「ハムレット」
Hamlet
いやあ懐かしい。若かりし頃スクリーンで見たこれがレンタルになったので早速借りてみた。
確かイギリス文学の集中講義の最終日に、先生が教えてくれたので見に行ったんだよなあ。
確かその先生が、パンフの中の原稿を書いていたので勧めてくれたのだけどさw
あらためて見たら想像以上にいい。
まず、メル・ギブソンが若いw 当たり前のように聞こえるが、これが想像以上に若いんだ。
最初非常に抑え気味の演技で入って、旅芝居でヤツの陰謀が明るみに出てからは大迫力。
その緩急の付け方が巧み。いい役者だねえ。好きでも何でもなかったけどあらためて評価した。
それと、ガートルード役のグレン・クローズがとてもいい。この役を非常に無邪気に見せる事に成功している。
それでもまあ、なんつっても見どころは、オフィーリアを演ったヘレナ・ボナム・カーターでしょう。
この頃からずっとファンなんだけど、とにかく可愛いし可憐だし、それでいて意志の強さをとても感じる。

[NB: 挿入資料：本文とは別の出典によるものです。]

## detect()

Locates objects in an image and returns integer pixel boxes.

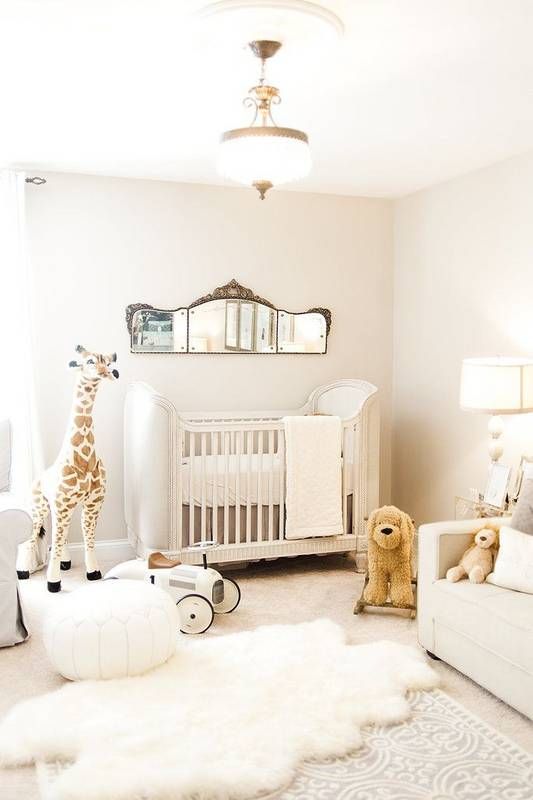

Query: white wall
[392,154,533,522]
[27,174,392,540]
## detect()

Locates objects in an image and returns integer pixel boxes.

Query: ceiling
[0,0,533,197]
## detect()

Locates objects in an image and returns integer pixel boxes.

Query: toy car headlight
[212,579,224,606]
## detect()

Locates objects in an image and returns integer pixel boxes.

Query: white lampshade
[460,358,533,414]
[218,127,312,186]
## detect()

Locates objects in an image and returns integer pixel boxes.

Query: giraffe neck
[61,375,100,469]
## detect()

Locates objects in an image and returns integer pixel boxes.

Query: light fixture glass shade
[460,358,533,414]
[217,126,312,186]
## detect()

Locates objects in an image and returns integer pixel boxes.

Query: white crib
[124,380,379,563]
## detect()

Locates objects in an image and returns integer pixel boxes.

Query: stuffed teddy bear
[446,525,498,583]
[363,506,415,608]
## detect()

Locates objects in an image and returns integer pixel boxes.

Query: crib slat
[246,431,254,544]
[268,430,274,542]
[278,430,285,541]
[341,426,349,533]
[200,432,207,542]
[235,431,242,544]
[189,433,196,546]
[224,431,230,544]
[257,430,263,542]
[211,431,218,542]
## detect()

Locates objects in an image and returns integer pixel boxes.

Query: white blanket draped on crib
[283,416,343,539]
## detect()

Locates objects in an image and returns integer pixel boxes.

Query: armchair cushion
[0,504,31,647]
[487,526,533,594]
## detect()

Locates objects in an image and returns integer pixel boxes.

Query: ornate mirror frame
[126,278,331,355]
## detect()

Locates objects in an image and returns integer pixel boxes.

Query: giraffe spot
[74,453,87,473]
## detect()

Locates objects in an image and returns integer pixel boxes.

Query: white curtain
[0,170,42,502]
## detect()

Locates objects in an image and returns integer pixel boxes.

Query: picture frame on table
[483,464,511,508]
[513,455,533,503]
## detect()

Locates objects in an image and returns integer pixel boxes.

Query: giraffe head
[69,344,118,381]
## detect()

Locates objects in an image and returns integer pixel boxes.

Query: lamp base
[488,415,503,464]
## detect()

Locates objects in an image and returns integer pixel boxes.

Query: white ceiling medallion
[200,0,343,200]
[197,0,344,49]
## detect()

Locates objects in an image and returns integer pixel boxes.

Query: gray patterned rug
[37,691,533,800]
[269,691,533,800]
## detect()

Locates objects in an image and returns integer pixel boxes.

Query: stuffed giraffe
[17,345,118,592]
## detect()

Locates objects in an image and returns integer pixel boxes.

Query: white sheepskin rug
[0,620,437,800]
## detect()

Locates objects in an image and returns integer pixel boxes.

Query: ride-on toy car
[106,541,241,633]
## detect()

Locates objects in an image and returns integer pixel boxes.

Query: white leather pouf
[44,579,179,681]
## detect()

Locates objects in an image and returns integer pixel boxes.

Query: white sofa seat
[418,519,533,719]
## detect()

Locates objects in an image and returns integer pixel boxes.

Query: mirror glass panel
[278,311,327,353]
[189,300,276,353]
[131,308,187,353]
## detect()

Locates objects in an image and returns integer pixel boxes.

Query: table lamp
[460,357,533,464]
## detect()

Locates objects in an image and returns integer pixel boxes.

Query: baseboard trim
[68,539,135,566]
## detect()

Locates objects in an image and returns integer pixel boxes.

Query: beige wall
[27,174,392,539]
[392,154,533,522]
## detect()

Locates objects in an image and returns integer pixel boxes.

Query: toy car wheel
[176,594,215,633]
[213,578,241,614]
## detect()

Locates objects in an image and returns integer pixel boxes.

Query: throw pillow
[487,526,533,594]
[511,478,533,534]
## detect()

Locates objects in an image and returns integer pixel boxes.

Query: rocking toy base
[426,650,440,661]
[353,574,417,619]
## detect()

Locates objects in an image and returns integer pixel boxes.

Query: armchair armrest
[0,505,32,552]
[418,517,510,583]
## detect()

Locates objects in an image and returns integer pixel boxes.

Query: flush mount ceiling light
[218,40,311,200]
[197,0,344,200]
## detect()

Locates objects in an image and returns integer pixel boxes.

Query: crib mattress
[181,453,353,506]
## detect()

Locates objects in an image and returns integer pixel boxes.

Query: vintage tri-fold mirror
[126,280,331,354]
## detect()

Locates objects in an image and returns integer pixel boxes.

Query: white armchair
[0,420,32,647]
[418,518,533,719]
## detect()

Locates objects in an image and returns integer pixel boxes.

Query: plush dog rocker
[446,525,499,583]
[363,506,415,608]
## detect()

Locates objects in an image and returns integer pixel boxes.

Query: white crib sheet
[181,453,353,507]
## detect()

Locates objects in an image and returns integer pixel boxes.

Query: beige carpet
[0,556,533,800]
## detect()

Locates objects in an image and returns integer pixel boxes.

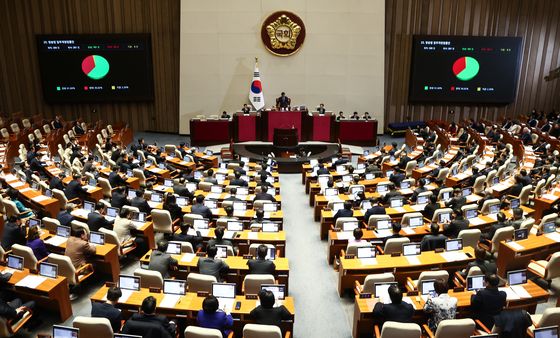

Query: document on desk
[498,286,521,300]
[158,295,182,309]
[358,258,377,265]
[440,251,468,262]
[16,275,47,289]
[405,256,422,265]
[181,252,196,263]
[510,285,531,298]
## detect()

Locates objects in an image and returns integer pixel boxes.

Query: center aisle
[280,174,353,338]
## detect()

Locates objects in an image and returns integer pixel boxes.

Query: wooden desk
[338,247,474,297]
[352,281,549,338]
[0,266,72,321]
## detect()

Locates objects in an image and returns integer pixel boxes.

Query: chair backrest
[435,318,475,338]
[47,253,78,285]
[185,325,222,338]
[381,322,422,338]
[134,269,163,290]
[243,274,276,295]
[362,272,395,294]
[151,209,173,234]
[457,229,482,248]
[72,316,113,338]
[243,324,282,338]
[383,237,410,255]
[187,272,218,293]
[12,244,37,270]
[491,226,515,253]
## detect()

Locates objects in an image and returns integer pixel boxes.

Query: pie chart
[82,55,109,80]
[453,56,480,81]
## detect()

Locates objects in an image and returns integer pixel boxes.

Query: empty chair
[72,316,113,338]
[12,244,37,270]
[243,274,276,295]
[187,272,218,293]
[134,269,163,290]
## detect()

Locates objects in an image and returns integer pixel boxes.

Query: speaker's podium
[272,128,298,149]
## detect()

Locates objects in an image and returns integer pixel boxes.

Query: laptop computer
[506,269,527,286]
[39,262,58,278]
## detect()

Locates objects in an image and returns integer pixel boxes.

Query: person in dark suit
[471,274,507,328]
[333,201,354,224]
[247,244,276,275]
[420,223,447,251]
[122,296,176,338]
[111,187,130,209]
[87,202,114,231]
[49,172,66,191]
[253,186,276,202]
[64,174,87,200]
[130,189,152,214]
[191,195,212,220]
[2,215,27,250]
[197,246,229,281]
[91,286,122,332]
[373,285,414,323]
[249,290,292,326]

まあ、意志が強過ぎる感じが強いもんで、ハムに貰ったものを返すのが、
ポローニアスおやじに強制されて、という雰囲気でなく、自らの意思っぽく見えてしまうため、
その辺の解釈が曖昧になってしまっているのがまあ、お釣りっちゃお釣りだけどw、
それでも、あの狂気の沙汰の演技、最高に上手い。
イーさんハムの時のオフィーリア=ジュリア・スタイルズの、悲しみに打ちひしがれたのもよかったけど、
ヘレナボナムのあの目つき、ただ者じゃないって解るもんね。いやあ天晴。これ10代だよね確かヽ(;´Д`)ノ
それと!旅一座の芝居の中で王様を演じてたのがなんと!ピート・ポスルスウェイトおやじさまだったのよ!

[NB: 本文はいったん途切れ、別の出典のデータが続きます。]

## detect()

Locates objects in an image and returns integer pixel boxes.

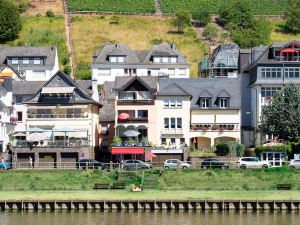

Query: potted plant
[112,136,122,146]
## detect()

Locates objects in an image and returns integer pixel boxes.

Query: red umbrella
[145,152,156,159]
[118,113,129,120]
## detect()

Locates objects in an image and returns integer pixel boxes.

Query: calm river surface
[0,211,300,225]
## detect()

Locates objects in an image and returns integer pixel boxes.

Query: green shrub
[215,143,229,156]
[46,10,55,18]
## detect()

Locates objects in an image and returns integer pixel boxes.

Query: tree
[202,23,218,40]
[259,84,300,141]
[192,9,211,26]
[285,0,300,34]
[171,10,192,33]
[0,0,22,43]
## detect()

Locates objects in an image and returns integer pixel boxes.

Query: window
[23,58,29,64]
[168,69,175,76]
[177,118,182,129]
[261,87,281,97]
[171,57,177,63]
[219,98,229,108]
[11,58,19,64]
[179,68,186,76]
[200,98,210,108]
[98,69,111,76]
[17,112,23,122]
[164,118,170,129]
[171,118,175,129]
[33,58,41,65]
[16,96,23,104]
[176,98,182,107]
[261,67,282,78]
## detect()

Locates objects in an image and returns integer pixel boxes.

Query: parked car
[0,161,12,170]
[164,159,192,169]
[289,159,300,169]
[201,158,229,169]
[122,159,153,170]
[237,157,271,169]
[77,159,108,170]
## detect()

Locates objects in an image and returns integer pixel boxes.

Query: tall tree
[259,84,300,140]
[171,10,192,32]
[0,0,22,43]
[285,0,300,34]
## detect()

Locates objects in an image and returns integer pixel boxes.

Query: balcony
[161,128,183,134]
[117,99,154,105]
[118,117,148,123]
[190,123,239,132]
[27,113,88,120]
[12,140,90,148]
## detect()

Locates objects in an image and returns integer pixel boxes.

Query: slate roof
[93,43,189,65]
[26,71,102,107]
[115,76,158,91]
[158,78,241,109]
[0,46,57,66]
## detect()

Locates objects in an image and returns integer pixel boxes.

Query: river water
[0,211,300,225]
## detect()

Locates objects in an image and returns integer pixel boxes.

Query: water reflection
[0,211,300,225]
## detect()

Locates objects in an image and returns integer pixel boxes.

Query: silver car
[164,159,192,169]
[289,159,300,169]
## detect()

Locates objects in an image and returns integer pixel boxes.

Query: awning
[280,48,298,53]
[111,148,144,155]
[41,87,75,94]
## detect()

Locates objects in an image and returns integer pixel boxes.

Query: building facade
[91,43,190,84]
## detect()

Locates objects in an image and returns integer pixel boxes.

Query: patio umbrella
[118,113,129,120]
[27,133,44,142]
[145,152,156,159]
[14,133,26,137]
[123,130,141,137]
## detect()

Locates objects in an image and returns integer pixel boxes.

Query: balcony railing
[12,140,90,148]
[27,113,88,119]
[190,123,239,132]
[118,117,148,123]
[117,99,154,105]
[161,128,182,134]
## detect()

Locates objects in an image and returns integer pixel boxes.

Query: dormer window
[33,58,41,65]
[23,58,29,65]
[200,98,211,109]
[109,56,125,63]
[11,58,19,64]
[219,98,229,108]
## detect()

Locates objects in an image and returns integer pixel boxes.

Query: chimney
[2,77,12,91]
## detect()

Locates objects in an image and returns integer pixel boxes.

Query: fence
[0,160,288,171]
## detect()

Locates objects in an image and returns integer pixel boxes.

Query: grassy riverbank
[0,190,300,201]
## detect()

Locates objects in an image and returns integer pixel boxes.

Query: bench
[276,184,292,190]
[110,182,126,189]
[93,183,110,189]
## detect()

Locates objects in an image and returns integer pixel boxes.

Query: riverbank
[0,190,300,201]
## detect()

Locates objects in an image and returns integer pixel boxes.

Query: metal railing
[12,140,90,148]
[1,159,289,171]
[27,113,88,119]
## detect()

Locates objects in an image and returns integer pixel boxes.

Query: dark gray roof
[115,76,158,91]
[26,71,102,107]
[93,43,188,65]
[157,83,191,96]
[99,102,115,122]
[0,46,57,66]
[159,78,241,109]
[13,80,46,95]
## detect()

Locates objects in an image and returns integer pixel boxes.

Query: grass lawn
[0,190,300,200]
[7,15,68,69]
[72,15,207,77]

ああ、みまかってもこうして出会える映画って素晴らしい・°・(ノД`)・°・
この映画で素晴らしいとい思ったのはまずロケーション。
アイルランドが中心だったらしいが、よくまああんなお城が残ってるもんだ。
解釈の面では、「尼寺」の台詞を挟むタイミングとその後のハムの行動。これは唸ったね。
それと、墓守のシーンもとても良かったと思う。イーさんハムにはこれが欠けてて致命傷になったしね。
惜しむらくは、クローディアスのドラマティック・アイロニー台詞がカットされてた事。あれ省いたらダメでしょ。
フォーティンブラスが出てこないのはまあ、目をつぶる(よく129分でまとめたと思うよこの映画)。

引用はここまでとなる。